# Going "old school" with my wife's bathroom...



## Mister Sonny (May 16, 2010)

Here's what I have been doing in my hours after work and on weekends for the last month or so. My wife's bathroom in our house is the one room she's always hated. I decided for her birthday (in late June) she would have a new bathroom. 

First the originals.


















This bathroom featured top of the line (for the 60's) ugly almond tile, and MULTIPLE layers of the ugliest wallpaper EVAR.










First things first we gut out the tile and plain gypsum board behind it (yeah, not even green board). ANd find our first problem....










Over time the drain had sheared just above the P trap. I ended up using a PVC extender and marine/plumbing epoxy to fashion on a workable new pipe. But then we could drop in the tub. Replacing a vintage 1960's cast iron tub with a new modern plastic/resin/fiberglass model let is put in a new tub in the same space, but have 2 inches wider, and an inch longer on the inside of the tub. The new tub is officially made of half win, and half awesome.

The wife didn't have space for her various shampoos and concoctions she uses in the shower.. so I build some recessed shower niches into the wall while putting in the hardibacker.










You'll see how that turns out later....

We dropped in an inexpensive vinyl plank floor called "allure" flooring from home depot. Cheap, and mega fast to install. I am just hoping it holds up looking as good as it did put in. The type if "Lisbon cork" I think..










It limited my number of pics, so more pics in the reply to this....


----------



## Mister Sonny (May 16, 2010)

Now more of the "after" shots...

Next was the tiling. We went with a 10" x 8" tile and subway style (brick). She had originally wanted to do all glass mosaics, but that would have blown the budget through the roof. SO we got the glass mosaics, but less, and used them for accents. Also we used them in the niche.





























The same accent tiles worked great on the privacy wall and ledge behind the new sink : 









We got a shelf to go over the toilet, but didn't like it.

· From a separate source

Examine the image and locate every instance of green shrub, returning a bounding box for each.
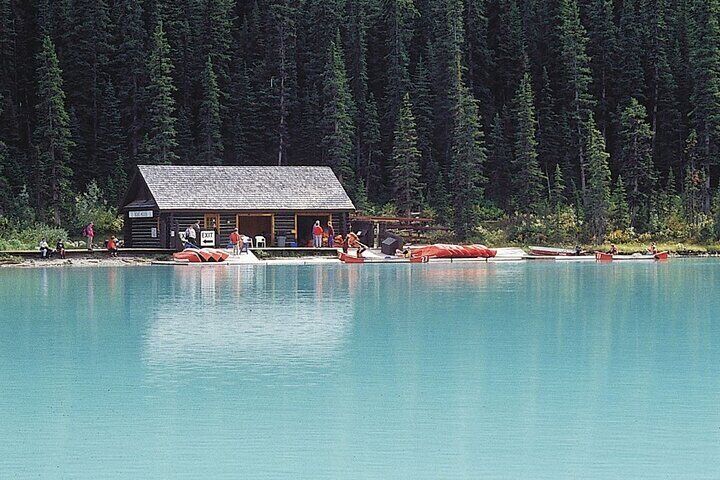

So I lopped off the legs and used a french cleat to wall mount it instead, MUCH better space. 

















As a finishing touch once the mirror was in I added in a wall mounted blow dryer holder for her. 










Now I have to decide if I want to go back to playing World of Warcraft for a while or tackle our enclosed covered patio next...


----------



## cellophane (Sep 29, 2009)

Mister Sonny said:


> Now I have to decide if I want to go back to playing World of Warcraft for a while or tackle our enclosed covered patio next...


nice looking bathroom! go play WoW for a bit. you've earned it.


----------



## retro (Apr 1, 2008)

Looks pretty good Haus. More screenshots!!!


----------